Haber-Yorum: Muhsin AKIL
MHP Genel Başkanı Devlet Bahçeli, Türkiye siyasetine yön veren, devletçi yönüyle kişiliğinden, milli, mukaddes/ulvi, tarihi ve kültürel değerlerinden asla taviz vermeyen ileri görüşlü bir liderdir. Bahçeli, Türkiye’de ne zaman siyasi bir kriz tıkanıklık veya sorun oluşsa mutlak akla-mantığa uygun bir çıkış yaparak çağrı yapar! Genellikle de Bahçeli’nin çağrıları devlet tarafından dikkate alınarak icraata konur.
Bahçeli bu sefer İslam dünyasının kanayan yarası Filistin/Gazze sorununa dikkat çekmek için “Kudüs Paktı” kurulması gerektiği yönünde bir çağrı yaptı. MHP Genel Başkanı Devlet Bahçeli’nin bu çağrısı medyada ve siyasi arenada bir hayli ses getirdi. Bu konu üzerinde yapılan haberler, yorumlar ve analizler toplumun dikkatini de cezbetmiş olacak ki sosyal medyada da etkisini gösterdi.
İsrail’in Filistinliler üzerindeki saldırıları, zulmü, vahşeti ve soykırımı karşısında Türkiye ve birkaç Müslüman ülke dışında diğer Müslüman ülkelerin sessizliğine dikkat çekmek için böylesi bir paktın kurulması gerektiğini ifade eden Bahçeli’nin yapmış olduğu bu çağrının önemini vurgulamak istiyoruz. Bahçeli’nin yapmış olduğu çağrıda özellikle tırnak içinde belirttiği “Türkiye’nin öncülüğünde” ifadesi de bir o kadar önemlidir. Çünkü Müslüman ülkeler içinde İsrail’e karşı anladığı dilden konuşarak cesur çıkışlar yapan bir tek Türkiye var!
Ayrıca MHP Genel Başkanı Devlet Bahçeli’nin İsrail’in Filistinlilere yönelik saldırılarının durdurulması konusunda Müslüman ülkelere yönelik yapmış olduğu çağrıda ‘Kudüs Paktı’ndan bahsederken kullanmış olduğu öyle bir cümle vardı ki bu cümle dünyadaki tüm ülkeleri ve tüm milletleri de çok yakından ilgilendirmekte! Yani, Bahçeli “Kudüs, küresel barış ve huzurun anahtarıdır” derken İsrail’in sebep olabileceği olası bir bölgesel ve küresel savaşın önüne ancak ve ancak Türkiye’nin öncülüğünde Mısır, Irak, Suriye ve diğer duyarlı/hassas Müslüman ülkelerin oluşturacağı Kudüs Paktı ile geçilebileceğini ifade etmektedir.

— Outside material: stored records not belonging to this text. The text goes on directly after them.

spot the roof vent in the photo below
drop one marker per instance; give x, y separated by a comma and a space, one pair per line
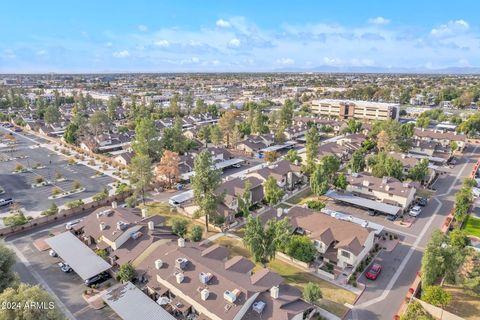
274, 292
181, 263
179, 277
204, 277
231, 296
258, 306
204, 294
158, 264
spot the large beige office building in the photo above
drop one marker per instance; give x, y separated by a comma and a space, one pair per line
345, 109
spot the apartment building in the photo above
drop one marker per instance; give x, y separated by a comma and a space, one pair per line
340, 242
362, 110
387, 190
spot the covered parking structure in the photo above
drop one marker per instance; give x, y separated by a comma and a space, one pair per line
78, 255
130, 303
364, 203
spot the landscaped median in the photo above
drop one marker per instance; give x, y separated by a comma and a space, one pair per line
334, 297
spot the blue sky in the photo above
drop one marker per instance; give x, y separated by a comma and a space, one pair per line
156, 36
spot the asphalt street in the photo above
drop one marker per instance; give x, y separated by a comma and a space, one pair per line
382, 298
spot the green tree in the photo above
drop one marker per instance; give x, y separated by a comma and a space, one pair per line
141, 175
353, 127
216, 135
272, 192
25, 294
99, 122
8, 278
147, 140
245, 201
415, 311
179, 226
264, 241
286, 114
357, 162
423, 122
341, 181
384, 165
319, 181
126, 272
52, 114
420, 171
312, 142
301, 248
312, 292
204, 184
293, 157
437, 296
196, 233
71, 133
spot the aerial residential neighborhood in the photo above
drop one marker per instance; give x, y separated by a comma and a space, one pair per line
230, 161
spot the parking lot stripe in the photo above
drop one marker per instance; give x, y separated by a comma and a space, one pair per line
42, 282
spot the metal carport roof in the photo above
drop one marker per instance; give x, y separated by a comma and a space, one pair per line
362, 202
130, 303
78, 255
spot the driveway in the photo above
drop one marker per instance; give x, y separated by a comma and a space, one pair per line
383, 297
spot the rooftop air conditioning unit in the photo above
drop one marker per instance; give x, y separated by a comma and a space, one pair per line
158, 264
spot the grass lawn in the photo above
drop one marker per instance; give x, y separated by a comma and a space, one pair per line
472, 226
334, 297
300, 196
165, 210
464, 303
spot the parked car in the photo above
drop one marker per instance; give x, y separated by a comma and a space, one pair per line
391, 217
6, 202
374, 271
99, 278
71, 224
422, 202
65, 267
415, 211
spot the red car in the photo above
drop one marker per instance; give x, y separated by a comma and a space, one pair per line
374, 271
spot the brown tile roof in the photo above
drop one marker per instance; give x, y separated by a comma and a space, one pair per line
385, 184
350, 236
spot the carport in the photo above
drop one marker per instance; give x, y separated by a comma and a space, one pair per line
364, 203
130, 303
78, 255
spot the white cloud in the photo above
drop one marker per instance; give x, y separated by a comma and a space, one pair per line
234, 43
161, 43
285, 61
223, 23
379, 20
121, 54
450, 28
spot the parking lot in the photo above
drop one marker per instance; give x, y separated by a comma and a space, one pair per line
38, 267
45, 164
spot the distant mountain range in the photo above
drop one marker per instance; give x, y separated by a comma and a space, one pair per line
366, 69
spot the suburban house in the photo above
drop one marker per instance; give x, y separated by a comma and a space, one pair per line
342, 243
234, 189
191, 281
442, 137
123, 233
387, 189
287, 174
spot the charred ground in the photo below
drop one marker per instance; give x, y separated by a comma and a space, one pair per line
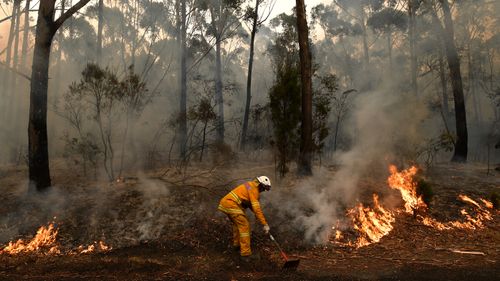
164, 226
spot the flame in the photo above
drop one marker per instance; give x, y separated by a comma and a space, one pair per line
374, 223
371, 223
403, 181
45, 239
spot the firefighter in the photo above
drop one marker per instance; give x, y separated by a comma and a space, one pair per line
234, 204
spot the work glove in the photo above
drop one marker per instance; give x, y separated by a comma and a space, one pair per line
266, 229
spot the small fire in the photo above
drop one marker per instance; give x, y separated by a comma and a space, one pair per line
45, 242
45, 239
403, 181
96, 246
371, 223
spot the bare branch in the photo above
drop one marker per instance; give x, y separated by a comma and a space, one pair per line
4, 19
15, 71
69, 13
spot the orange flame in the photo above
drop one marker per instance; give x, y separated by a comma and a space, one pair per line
372, 223
45, 238
45, 241
403, 181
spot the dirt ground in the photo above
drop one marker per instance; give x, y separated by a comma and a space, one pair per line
163, 226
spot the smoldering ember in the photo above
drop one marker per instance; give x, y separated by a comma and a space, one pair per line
249, 140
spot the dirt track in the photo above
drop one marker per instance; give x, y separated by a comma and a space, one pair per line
193, 245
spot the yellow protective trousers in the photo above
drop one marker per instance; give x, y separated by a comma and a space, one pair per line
241, 233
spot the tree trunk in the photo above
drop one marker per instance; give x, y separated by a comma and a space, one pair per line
7, 78
183, 94
413, 56
218, 91
304, 166
38, 170
15, 57
249, 76
389, 51
460, 153
39, 174
444, 87
366, 55
100, 23
26, 31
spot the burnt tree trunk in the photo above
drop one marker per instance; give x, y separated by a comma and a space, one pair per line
100, 23
460, 153
304, 165
39, 174
249, 76
183, 95
218, 91
24, 50
411, 36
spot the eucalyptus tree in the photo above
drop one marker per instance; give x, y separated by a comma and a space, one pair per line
306, 142
257, 19
386, 21
224, 20
47, 26
461, 144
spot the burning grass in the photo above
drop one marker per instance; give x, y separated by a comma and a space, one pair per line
373, 223
45, 243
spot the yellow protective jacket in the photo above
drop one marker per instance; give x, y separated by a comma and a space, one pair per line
243, 196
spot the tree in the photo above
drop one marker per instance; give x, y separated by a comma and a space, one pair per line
306, 144
252, 14
183, 81
38, 154
100, 24
223, 24
460, 152
386, 21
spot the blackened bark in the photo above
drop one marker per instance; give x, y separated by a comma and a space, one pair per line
100, 23
24, 50
460, 153
304, 165
249, 76
183, 97
218, 91
444, 88
39, 174
413, 56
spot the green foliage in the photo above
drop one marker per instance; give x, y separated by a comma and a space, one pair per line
424, 189
105, 99
84, 148
285, 102
203, 111
322, 106
329, 19
429, 149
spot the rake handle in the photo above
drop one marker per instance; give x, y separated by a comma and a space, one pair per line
277, 245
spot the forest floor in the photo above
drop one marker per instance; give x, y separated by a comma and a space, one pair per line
163, 225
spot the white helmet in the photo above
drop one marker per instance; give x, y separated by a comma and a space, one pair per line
265, 181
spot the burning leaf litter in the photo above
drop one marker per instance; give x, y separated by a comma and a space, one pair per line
373, 223
45, 242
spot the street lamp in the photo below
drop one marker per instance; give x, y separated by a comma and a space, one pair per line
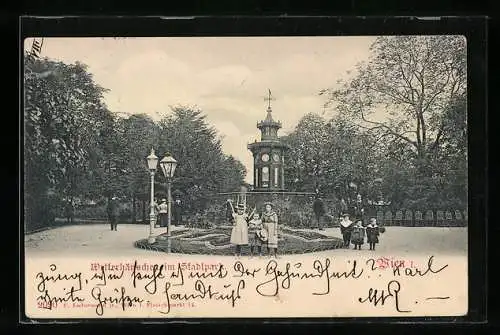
152, 164
168, 165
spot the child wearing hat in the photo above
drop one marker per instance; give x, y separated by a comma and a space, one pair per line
270, 223
346, 229
254, 228
358, 235
163, 213
239, 233
372, 233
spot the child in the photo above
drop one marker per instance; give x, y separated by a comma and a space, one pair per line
358, 235
346, 229
372, 233
239, 234
270, 223
254, 226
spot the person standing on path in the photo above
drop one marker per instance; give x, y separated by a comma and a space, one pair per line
358, 235
163, 213
113, 212
372, 233
319, 210
346, 229
239, 233
270, 223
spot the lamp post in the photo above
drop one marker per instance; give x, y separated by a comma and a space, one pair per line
152, 164
168, 165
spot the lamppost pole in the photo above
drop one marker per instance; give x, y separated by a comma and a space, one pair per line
152, 164
168, 164
152, 215
169, 221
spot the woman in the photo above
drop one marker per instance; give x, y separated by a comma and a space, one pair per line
346, 229
239, 233
358, 235
270, 223
372, 233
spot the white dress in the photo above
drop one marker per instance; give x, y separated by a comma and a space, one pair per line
239, 234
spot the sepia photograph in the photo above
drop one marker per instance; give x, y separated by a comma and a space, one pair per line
190, 177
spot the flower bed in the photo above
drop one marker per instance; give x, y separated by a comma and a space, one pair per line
291, 242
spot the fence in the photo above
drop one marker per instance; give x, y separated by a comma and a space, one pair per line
429, 218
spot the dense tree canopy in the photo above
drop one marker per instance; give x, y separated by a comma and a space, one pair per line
76, 149
409, 101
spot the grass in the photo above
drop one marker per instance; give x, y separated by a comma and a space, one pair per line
292, 242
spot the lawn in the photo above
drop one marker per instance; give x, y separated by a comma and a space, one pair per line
216, 241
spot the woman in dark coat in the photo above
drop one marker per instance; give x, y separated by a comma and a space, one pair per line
372, 233
346, 229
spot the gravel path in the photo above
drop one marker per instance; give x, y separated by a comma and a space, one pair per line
98, 239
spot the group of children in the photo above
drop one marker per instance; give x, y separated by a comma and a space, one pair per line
254, 230
355, 233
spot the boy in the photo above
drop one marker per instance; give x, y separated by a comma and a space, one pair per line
254, 227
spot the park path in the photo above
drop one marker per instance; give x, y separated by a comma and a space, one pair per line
99, 240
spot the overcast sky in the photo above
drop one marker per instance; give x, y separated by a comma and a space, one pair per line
227, 78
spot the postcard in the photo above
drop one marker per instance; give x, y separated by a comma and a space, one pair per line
245, 177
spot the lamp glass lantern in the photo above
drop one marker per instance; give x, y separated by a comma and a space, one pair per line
152, 161
168, 165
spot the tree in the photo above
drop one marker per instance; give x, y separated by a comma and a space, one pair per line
203, 169
402, 97
307, 147
63, 112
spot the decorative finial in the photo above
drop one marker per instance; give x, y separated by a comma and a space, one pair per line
268, 99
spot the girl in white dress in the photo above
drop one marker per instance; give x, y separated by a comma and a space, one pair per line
239, 234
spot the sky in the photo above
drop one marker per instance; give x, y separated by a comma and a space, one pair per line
226, 77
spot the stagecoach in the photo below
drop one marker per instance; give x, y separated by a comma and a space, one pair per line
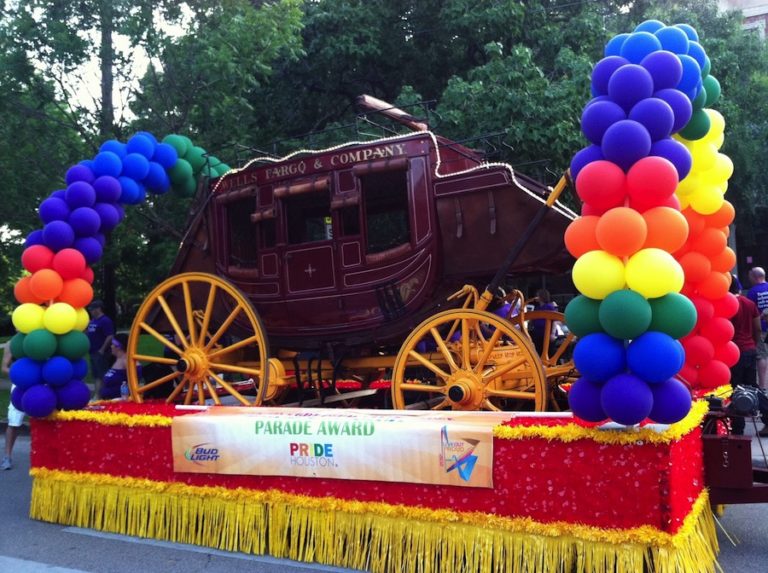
380, 268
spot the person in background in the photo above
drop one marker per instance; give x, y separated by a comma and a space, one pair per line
15, 417
100, 331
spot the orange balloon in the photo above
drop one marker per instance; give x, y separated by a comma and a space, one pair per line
695, 266
722, 217
667, 229
725, 261
45, 284
710, 242
621, 231
715, 286
580, 236
78, 293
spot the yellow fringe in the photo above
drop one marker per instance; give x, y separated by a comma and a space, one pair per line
572, 432
374, 536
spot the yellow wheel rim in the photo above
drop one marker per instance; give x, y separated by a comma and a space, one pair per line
479, 362
211, 326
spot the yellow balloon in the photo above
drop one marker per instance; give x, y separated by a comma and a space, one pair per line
597, 274
28, 317
60, 318
81, 323
654, 273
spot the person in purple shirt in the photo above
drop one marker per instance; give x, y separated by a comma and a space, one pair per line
100, 331
759, 295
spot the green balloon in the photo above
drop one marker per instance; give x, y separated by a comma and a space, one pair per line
697, 127
40, 344
673, 314
581, 316
180, 172
178, 142
73, 345
625, 314
712, 87
17, 345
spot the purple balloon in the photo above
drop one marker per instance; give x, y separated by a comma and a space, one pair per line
656, 115
584, 157
680, 104
136, 165
85, 221
107, 163
584, 399
107, 189
58, 235
671, 401
39, 401
629, 84
598, 117
603, 71
626, 399
53, 209
676, 153
626, 142
108, 216
665, 69
80, 194
90, 248
79, 173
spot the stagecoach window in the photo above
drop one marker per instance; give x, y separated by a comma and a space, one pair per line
308, 217
242, 247
385, 195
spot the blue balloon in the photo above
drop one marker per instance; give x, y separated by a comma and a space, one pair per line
639, 45
665, 69
58, 235
680, 104
73, 395
25, 373
107, 163
676, 153
584, 157
673, 39
603, 71
598, 117
39, 401
599, 356
114, 146
584, 399
53, 209
626, 399
625, 143
671, 401
655, 115
655, 356
649, 26
57, 371
629, 84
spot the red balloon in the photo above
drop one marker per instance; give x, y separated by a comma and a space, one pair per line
37, 257
602, 184
728, 353
651, 181
69, 263
714, 374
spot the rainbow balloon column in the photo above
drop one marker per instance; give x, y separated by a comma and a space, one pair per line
651, 84
50, 345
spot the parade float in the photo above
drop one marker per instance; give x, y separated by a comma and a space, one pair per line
377, 274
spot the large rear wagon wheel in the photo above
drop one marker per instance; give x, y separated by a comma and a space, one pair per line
466, 359
213, 344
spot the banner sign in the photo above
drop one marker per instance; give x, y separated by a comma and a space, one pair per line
445, 448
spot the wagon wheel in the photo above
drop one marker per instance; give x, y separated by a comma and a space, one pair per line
206, 353
556, 355
479, 362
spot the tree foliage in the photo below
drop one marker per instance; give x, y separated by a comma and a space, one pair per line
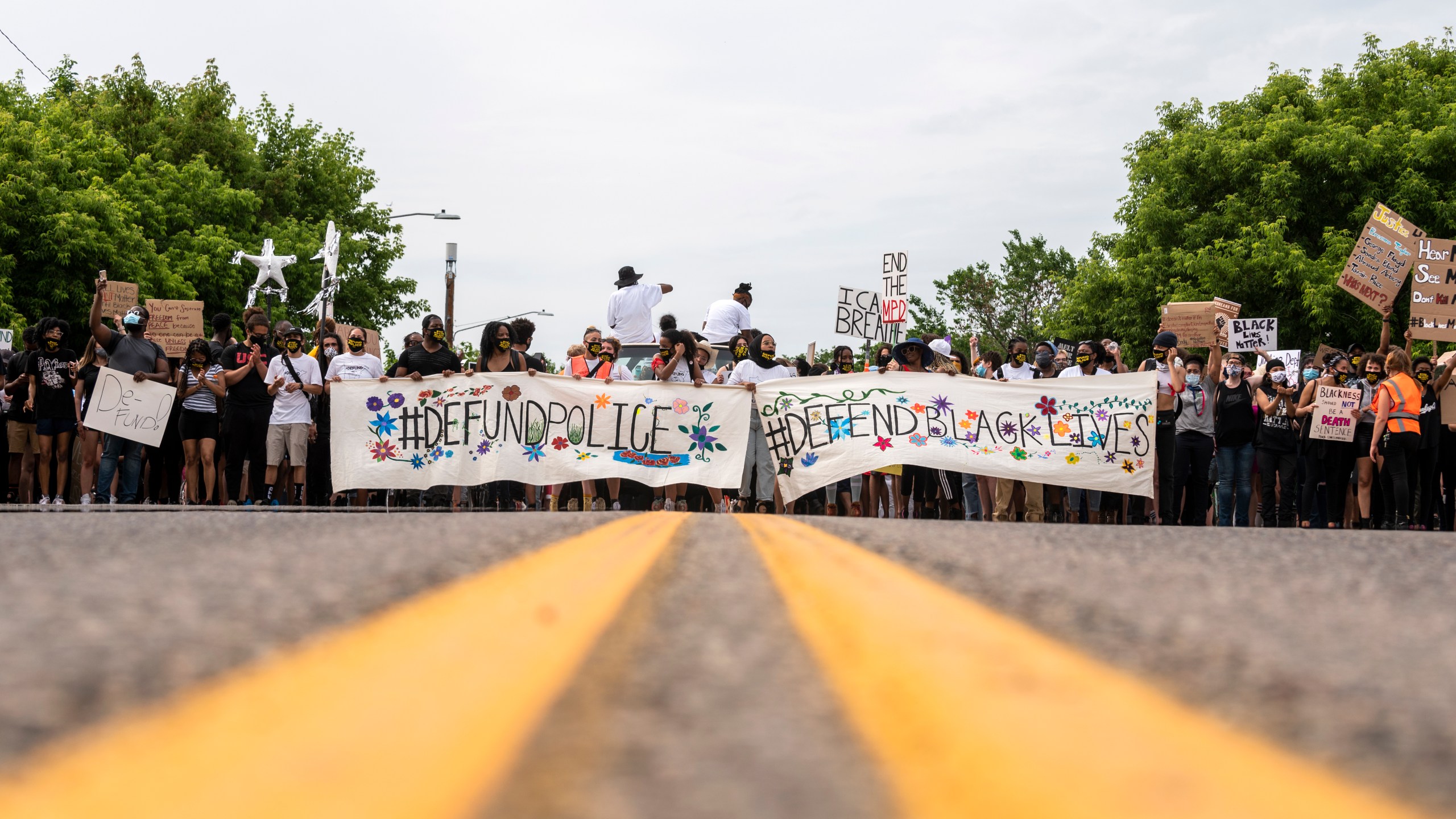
1260, 200
160, 184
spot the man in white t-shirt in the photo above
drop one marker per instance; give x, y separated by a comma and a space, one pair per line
630, 311
355, 363
729, 317
292, 379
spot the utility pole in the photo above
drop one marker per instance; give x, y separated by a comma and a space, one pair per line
450, 260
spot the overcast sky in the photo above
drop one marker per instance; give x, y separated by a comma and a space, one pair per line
788, 144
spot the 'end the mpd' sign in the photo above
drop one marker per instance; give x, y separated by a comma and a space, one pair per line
895, 304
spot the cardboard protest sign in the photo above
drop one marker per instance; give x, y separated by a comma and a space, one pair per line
1248, 334
130, 408
1223, 312
1381, 258
1193, 322
1433, 291
173, 324
857, 312
370, 337
539, 429
1094, 433
895, 296
118, 297
1331, 419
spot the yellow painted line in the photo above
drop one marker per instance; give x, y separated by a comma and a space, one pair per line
419, 712
971, 713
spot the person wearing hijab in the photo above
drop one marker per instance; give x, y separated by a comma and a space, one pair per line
753, 371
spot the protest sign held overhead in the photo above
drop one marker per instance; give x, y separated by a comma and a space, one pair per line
1381, 260
1331, 419
1192, 321
173, 324
129, 408
1247, 336
1433, 291
1093, 432
541, 429
895, 293
857, 314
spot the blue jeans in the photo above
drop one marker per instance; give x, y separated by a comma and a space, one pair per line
1235, 486
130, 471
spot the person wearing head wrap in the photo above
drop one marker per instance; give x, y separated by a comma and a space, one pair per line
759, 367
729, 317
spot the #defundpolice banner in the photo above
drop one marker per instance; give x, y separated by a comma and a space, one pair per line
1095, 433
465, 431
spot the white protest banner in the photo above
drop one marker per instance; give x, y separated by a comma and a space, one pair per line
857, 312
895, 299
1095, 433
130, 408
1248, 334
1289, 358
1331, 419
535, 429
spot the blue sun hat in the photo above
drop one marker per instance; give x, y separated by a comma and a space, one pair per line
926, 354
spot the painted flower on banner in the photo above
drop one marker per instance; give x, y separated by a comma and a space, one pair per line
383, 424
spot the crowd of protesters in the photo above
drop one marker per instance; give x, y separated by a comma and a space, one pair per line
251, 421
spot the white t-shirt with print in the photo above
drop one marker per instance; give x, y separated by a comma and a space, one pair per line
293, 407
630, 312
355, 367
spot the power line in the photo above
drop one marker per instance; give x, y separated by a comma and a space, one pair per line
24, 55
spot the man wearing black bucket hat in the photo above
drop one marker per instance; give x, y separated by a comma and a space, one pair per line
630, 311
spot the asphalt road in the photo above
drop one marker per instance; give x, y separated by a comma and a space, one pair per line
700, 700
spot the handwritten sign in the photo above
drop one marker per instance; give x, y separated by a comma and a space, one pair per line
370, 337
118, 297
1382, 258
857, 314
1433, 291
1331, 419
129, 408
895, 304
1250, 334
1192, 322
173, 324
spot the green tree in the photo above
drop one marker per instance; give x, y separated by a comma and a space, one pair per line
1259, 200
1018, 299
160, 184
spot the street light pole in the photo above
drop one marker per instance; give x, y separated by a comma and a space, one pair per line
450, 260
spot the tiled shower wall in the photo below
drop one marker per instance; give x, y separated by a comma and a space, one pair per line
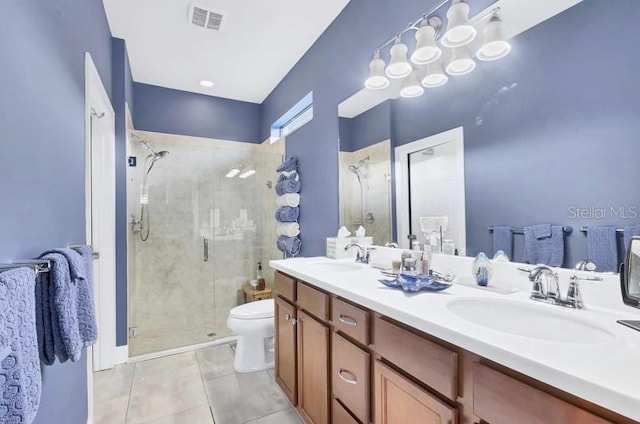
377, 191
176, 297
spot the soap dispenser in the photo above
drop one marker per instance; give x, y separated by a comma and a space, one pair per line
260, 278
482, 270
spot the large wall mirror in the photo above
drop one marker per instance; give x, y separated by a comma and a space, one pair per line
549, 138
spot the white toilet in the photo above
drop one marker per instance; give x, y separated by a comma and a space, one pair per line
253, 323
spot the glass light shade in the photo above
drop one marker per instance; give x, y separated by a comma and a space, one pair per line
377, 79
427, 50
435, 75
461, 62
398, 66
232, 173
460, 32
494, 46
411, 86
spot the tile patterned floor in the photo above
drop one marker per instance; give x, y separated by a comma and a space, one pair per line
198, 387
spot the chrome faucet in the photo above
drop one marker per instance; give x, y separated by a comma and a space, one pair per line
363, 253
551, 292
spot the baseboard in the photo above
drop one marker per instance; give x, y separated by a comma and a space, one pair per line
121, 354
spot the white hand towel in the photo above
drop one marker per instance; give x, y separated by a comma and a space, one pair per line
288, 199
290, 229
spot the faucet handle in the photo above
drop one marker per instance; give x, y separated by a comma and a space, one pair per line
574, 298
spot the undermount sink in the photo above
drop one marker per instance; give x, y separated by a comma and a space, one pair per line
333, 266
530, 320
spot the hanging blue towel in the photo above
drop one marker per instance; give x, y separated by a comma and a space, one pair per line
68, 317
539, 249
287, 214
20, 378
290, 164
86, 307
602, 247
287, 186
629, 232
503, 240
289, 245
293, 175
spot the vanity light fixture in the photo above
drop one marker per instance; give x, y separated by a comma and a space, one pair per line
247, 173
429, 66
235, 171
411, 86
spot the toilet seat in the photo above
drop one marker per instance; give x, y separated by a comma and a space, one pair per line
253, 310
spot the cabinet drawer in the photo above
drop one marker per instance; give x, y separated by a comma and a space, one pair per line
285, 286
429, 362
350, 320
350, 376
398, 400
313, 301
499, 398
339, 415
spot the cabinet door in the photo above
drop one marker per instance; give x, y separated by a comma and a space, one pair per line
398, 400
286, 365
313, 369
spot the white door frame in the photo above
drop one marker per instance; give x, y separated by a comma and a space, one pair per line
455, 135
99, 114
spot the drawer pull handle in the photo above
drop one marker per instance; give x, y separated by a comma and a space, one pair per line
345, 319
351, 378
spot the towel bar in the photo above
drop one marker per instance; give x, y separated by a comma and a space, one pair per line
514, 230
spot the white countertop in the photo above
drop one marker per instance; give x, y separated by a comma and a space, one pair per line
607, 374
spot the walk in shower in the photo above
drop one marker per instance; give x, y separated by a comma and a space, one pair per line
197, 231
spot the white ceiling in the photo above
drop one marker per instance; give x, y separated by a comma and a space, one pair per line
517, 16
256, 46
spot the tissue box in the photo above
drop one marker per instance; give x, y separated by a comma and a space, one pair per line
335, 248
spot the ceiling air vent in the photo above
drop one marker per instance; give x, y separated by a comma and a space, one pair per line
201, 15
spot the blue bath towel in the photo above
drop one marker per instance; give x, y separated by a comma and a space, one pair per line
293, 175
544, 250
287, 186
68, 317
20, 378
287, 214
290, 164
602, 247
289, 245
629, 232
503, 240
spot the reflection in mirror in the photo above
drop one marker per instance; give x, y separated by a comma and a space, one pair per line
365, 191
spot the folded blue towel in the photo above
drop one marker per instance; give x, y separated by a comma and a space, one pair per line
629, 232
290, 164
68, 318
20, 378
293, 175
289, 245
546, 250
287, 214
602, 247
86, 307
503, 240
287, 186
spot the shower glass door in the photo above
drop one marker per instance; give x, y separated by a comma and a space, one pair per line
207, 233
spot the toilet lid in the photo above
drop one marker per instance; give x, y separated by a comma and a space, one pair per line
253, 310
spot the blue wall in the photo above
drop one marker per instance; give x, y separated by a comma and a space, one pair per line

Bahçeli bu hususu belirtirken “Bugün Gazze’yi yerle bir eden, Kudüs’te Mescid’i Aksa’yı her gün taciz eden, Batı Şeria’daki Filistinlilere huzur yüzü göstermeyen İsrail’in durdurulması hem Türk milletinin arzusu, hem de bölgenin ve dünyanın huzuru için asgari bir zarurettir. Bütün bunlar güçlü bir bölgesel dayanışma olmadan sağlanamayacaktır.” Filistin/Gazze konusundaki hassasiyetini ifade etmesi kadar doğal bir çağrı olamazdı. Bu çağrıya mutlaka kulak verilmelidir!
O yüzden bir an önce Türkiye öncülüğünde başta Mısır, İran, Suriye ve Irak olmak üzere diğer Müslüman ülkelerin de biraraya gelerek “Kudüs Paktı”ının oluşturulması gerekmektedir. Yoksa Bahçeli’nin de vurgu yaptığı gibi İsrail’in çılgınlıkları, şımarıklığı, dik kafalılığı bu savaşı bölgeye yayarak küresel barış ve huzuru bozacaktır. Gerçi İsrail tek başına bir güç değildir! İsrail’i bu hale getiren, Filistin halkı üzerindeki zulmüne, vahşetine ve soykırımına göz yuman, bölgede komşu ülkeleri tehdit ederek saldırılarını görmezlikten gelen ABD, İngiltere ve bazı Avrupa ülkeleridir.